Esta dualidade pressupõe duas entidades, que se podem complementar ou polarizar. Complementam-se quando comunicam, respeitam e aceitam pontos de vista diferentes e sobre eles constroem algo em comum. Polarizam, quando se afastam e se tornam antagónicos, dando lugar, por vezes, à necessidade de criar supremacia de um em relação ao outro. Pressupõe que alguém se sente e age como sendo melhor do que outro, criticando e menosprezando, numa atitude constante de avaliação e controlo das suas ações. É o reforço de que 1+1 tem de ser igual a 1, com a ideia subjacente de que “temos que ser UM só. E esse UM tem de ser como EU”.
O egocentrismo desse EU, a dependência emocional, a obsessão, são comportamentos presentes nestes relacionamentos. Para que esse EU se sinta objeto de amor, tem de ser único e para ser único, o outro tem de perder a voz e a sua existência. É o amor que oprime, que não engrandece. E, enquanto se fragiliza, ganha-se poder. Assim, quase sem se dar por isso, vamos entrando no campo da violência psicológica Através de agressões muito ténues, que por vezes ninguém se apercebe, nem mesmo a própria vítima, estes comportamentos surgem mascarados sob o selo de proteção, de segurança A vítima tende a sentir-se confusa e ambivalente, e nem sempre se apercebe que está perante uma situação de vitimização, a tendência é de se culpabilizar por não ser grata pelos “cuidados” de quem agride. São vários os casos de Violência Doméstica no seio de relações de conjugalidade que aparecem na Associação Portuguesa de Apoio à Vítima, que começam desta forma. A violência Doméstica entre casais não é só física, é acima de tudo psicológica. A violência psicológica e emocional não deixa marcas visíveis, mas é também considerada um crime à luz do artigo 152º do Código Penal.

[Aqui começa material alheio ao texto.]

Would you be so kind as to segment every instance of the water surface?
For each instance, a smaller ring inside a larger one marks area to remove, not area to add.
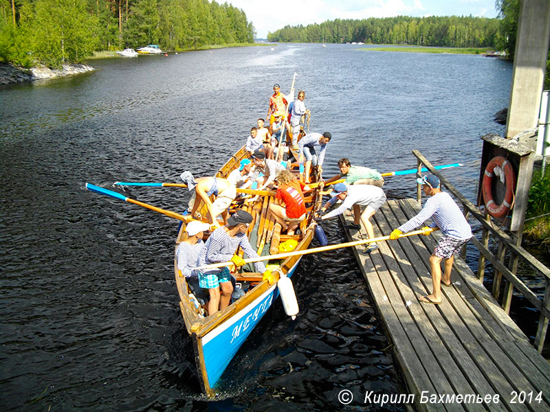
[[[265,117],[274,83],[306,93],[311,130],[337,161],[390,172],[461,162],[473,200],[480,137],[502,135],[512,65],[477,56],[281,45],[94,60],[93,73],[0,89],[1,404],[7,410],[364,410],[342,389],[404,389],[349,251],[305,257],[300,314],[276,303],[206,402],[173,280],[178,222],[85,182],[177,182],[214,173]],[[388,197],[412,177],[388,178]],[[189,192],[126,189],[182,212]],[[344,240],[337,221],[324,224]]]

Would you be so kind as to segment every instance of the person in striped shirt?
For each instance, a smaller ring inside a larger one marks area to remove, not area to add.
[[[311,166],[316,166],[319,172],[322,173],[322,163],[324,161],[324,153],[327,150],[327,144],[330,141],[332,135],[330,132],[320,133],[313,133],[304,136],[298,143],[298,161],[299,163],[304,163],[304,182],[306,183],[309,181],[309,172]],[[317,152],[317,148],[319,148],[319,152]]]
[[[248,258],[257,258],[258,254],[246,236],[248,225],[252,222],[252,216],[250,213],[241,209],[235,211],[228,219],[228,224],[214,230],[206,240],[206,247],[199,253],[199,266],[231,261],[236,266],[241,266],[245,260],[235,254],[239,247]],[[263,262],[256,262],[254,266],[271,285],[273,282],[272,273],[265,268]],[[229,306],[233,285],[228,266],[199,271],[199,285],[208,290],[210,299],[207,309],[209,315]]]
[[[430,226],[422,229],[424,234],[431,233],[430,229],[439,229],[443,236],[430,256],[430,267],[432,274],[432,290],[430,295],[420,297],[419,301],[424,304],[441,303],[441,284],[445,286],[452,286],[451,271],[454,262],[454,253],[458,253],[461,248],[472,238],[472,228],[462,214],[458,205],[452,200],[448,193],[441,192],[439,179],[432,174],[424,176],[417,179],[422,185],[422,190],[426,196],[430,196],[422,210],[408,222],[391,232],[390,239],[399,238],[403,233],[410,231],[431,218]],[[445,271],[441,275],[441,263],[445,261]]]
[[[197,271],[194,271],[193,268],[197,267],[199,254],[205,247],[202,239],[204,232],[209,228],[208,223],[199,220],[191,220],[185,227],[187,238],[182,241],[176,249],[177,268],[181,271],[182,275],[185,276],[186,282],[201,303],[206,302],[208,296],[202,293],[199,286],[199,273]]]

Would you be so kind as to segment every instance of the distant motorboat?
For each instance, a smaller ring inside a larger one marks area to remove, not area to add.
[[[137,57],[138,53],[133,49],[124,49],[122,52],[117,52],[117,54],[122,57]]]
[[[158,45],[147,45],[144,47],[138,49],[138,53],[142,54],[162,54],[162,50]]]

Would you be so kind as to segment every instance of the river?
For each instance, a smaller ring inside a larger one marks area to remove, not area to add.
[[[512,63],[361,47],[96,60],[92,73],[0,87],[5,410],[364,410],[341,405],[339,391],[404,391],[342,250],[303,258],[298,319],[276,303],[208,401],[173,280],[178,222],[84,187],[210,175],[265,117],[273,84],[288,91],[296,72],[311,131],[332,134],[325,176],[344,157],[381,172],[412,168],[417,149],[433,164],[463,163],[444,174],[474,199],[480,137],[504,133],[493,117],[508,104]],[[386,182],[389,198],[415,195],[412,176]],[[177,188],[124,194],[177,212],[189,198]],[[329,242],[344,240],[337,221],[323,226]]]

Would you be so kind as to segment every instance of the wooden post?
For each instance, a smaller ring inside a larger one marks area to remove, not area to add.
[[[506,256],[506,247],[503,242],[498,242],[498,250],[496,252],[496,258],[498,262],[504,264],[505,257]],[[498,301],[498,297],[500,295],[500,282],[503,279],[503,274],[498,271],[495,270],[494,278],[493,279],[493,297]]]
[[[485,226],[481,231],[481,243],[485,249],[489,249],[489,229]],[[479,261],[477,266],[477,277],[482,282],[485,272],[485,256],[479,252]]]
[[[466,209],[465,207],[463,207],[463,210],[462,211],[462,213],[464,214],[464,218],[466,219],[466,221],[468,222],[468,216],[470,215],[470,212],[468,211],[468,209]],[[462,249],[460,251],[460,256],[464,260],[466,260],[466,249],[467,249],[466,248],[466,244],[464,244],[464,246],[462,247]]]
[[[550,282],[548,279],[546,280],[546,292],[544,293],[544,300],[542,302],[542,307],[550,308]],[[535,348],[541,353],[544,346],[544,339],[546,332],[548,330],[548,318],[544,314],[540,314],[538,319],[538,328],[537,328],[537,335],[535,338]]]

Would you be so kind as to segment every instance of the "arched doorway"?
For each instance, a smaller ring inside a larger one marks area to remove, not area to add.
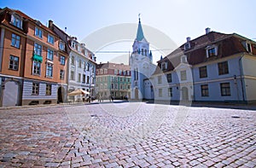
[[[135,94],[135,99],[138,99],[138,89],[137,88],[135,88],[135,90],[134,90],[134,94]]]
[[[189,90],[187,87],[182,88],[182,101],[189,101]]]
[[[59,87],[58,89],[58,103],[63,102],[64,101],[64,93],[65,93],[65,89],[63,87]]]
[[[3,107],[20,105],[19,95],[19,83],[15,81],[6,82],[3,90]]]

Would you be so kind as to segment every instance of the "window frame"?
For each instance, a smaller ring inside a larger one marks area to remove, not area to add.
[[[173,90],[172,87],[168,88],[168,96],[172,97],[173,96]]]
[[[43,30],[38,26],[35,26],[35,36],[41,39],[43,38]]]
[[[21,37],[12,33],[12,40],[11,40],[11,46],[15,47],[17,49],[20,49],[20,40],[21,40]]]
[[[39,90],[40,90],[40,84],[37,82],[32,82],[32,95],[38,96]]]
[[[187,71],[183,70],[180,72],[180,80],[181,81],[185,81],[187,80]]]
[[[199,70],[199,78],[204,78],[208,77],[207,67],[207,66],[201,67],[198,68],[198,70]]]
[[[46,84],[45,85],[45,96],[51,96],[52,91],[52,84]]]
[[[208,97],[209,96],[209,85],[201,84],[201,96]]]
[[[63,55],[60,55],[60,62],[61,62],[61,65],[65,66],[66,57]]]
[[[32,68],[32,74],[33,75],[41,75],[41,62],[38,61],[32,61],[33,68]]]
[[[47,62],[46,63],[46,77],[48,78],[53,78],[53,64]]]
[[[225,84],[227,86],[225,86]],[[231,96],[231,90],[230,90],[230,83],[220,83],[220,93],[221,96]]]
[[[172,83],[172,73],[166,73],[166,79],[167,79],[167,83]]]
[[[52,50],[51,49],[47,49],[47,60],[54,60],[54,50]]]
[[[42,56],[43,46],[38,43],[34,43],[34,54]]]
[[[15,61],[15,58],[17,58],[18,61]],[[19,70],[19,61],[20,61],[20,57],[10,55],[9,60],[9,69],[14,70],[14,71],[18,71]],[[15,62],[16,62],[16,64],[15,64]],[[10,67],[10,66],[12,66],[12,67]],[[17,68],[15,68],[15,67]]]
[[[218,75],[225,75],[229,74],[229,62],[228,61],[223,61],[223,62],[218,62]]]
[[[64,78],[65,78],[65,70],[61,69],[60,70],[60,79],[64,80]]]
[[[48,34],[47,36],[47,43],[50,43],[50,44],[55,44],[55,37],[50,35],[50,34]]]

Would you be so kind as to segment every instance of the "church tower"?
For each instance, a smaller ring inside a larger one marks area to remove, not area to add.
[[[139,18],[137,37],[132,45],[132,53],[130,56],[131,71],[131,99],[152,99],[151,92],[145,89],[145,81],[148,80],[155,70],[152,63],[152,53],[149,50],[149,43],[146,40],[141,20]]]

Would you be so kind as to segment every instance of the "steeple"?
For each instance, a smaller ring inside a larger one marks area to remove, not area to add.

Desprezar, menosprezar, injuriar, criticar negativamente todas as ações, características de personalidade ou atributos físicos, insultar, humilhar em privado ou em público, gritar para atemorizar, destruir bens pessoais, perseguir, reduzir os contactos sociais, acusar de ser infiel, ameaçar contra a integridade física, são comportamentos criminosos e que são perpetrados por quem muitas vezes, em nome do tal “amor único e eterno”, se vai empoderando.
Encontramos nos gabinetes da APAV, vítimas isoladas da sua rede social de suporte, porque o agressor criou a crença de que seriam mais felizes nessa unidade de casal. Neste caso o “elemento agressor”, controla e manipula sem interferência de terceiros, aumentando a vulnerabilidade da vítima. Também encontramos vítimas dependentes economicamente, porque não lhes é permitido trabalhar ou gerir os seus rendimentos, tudo sob a égide do tal amor, cuja finalidade é criar uma profunda vulnerabilidade sócio económica facilitadora de abusos psicológicos e emocionais.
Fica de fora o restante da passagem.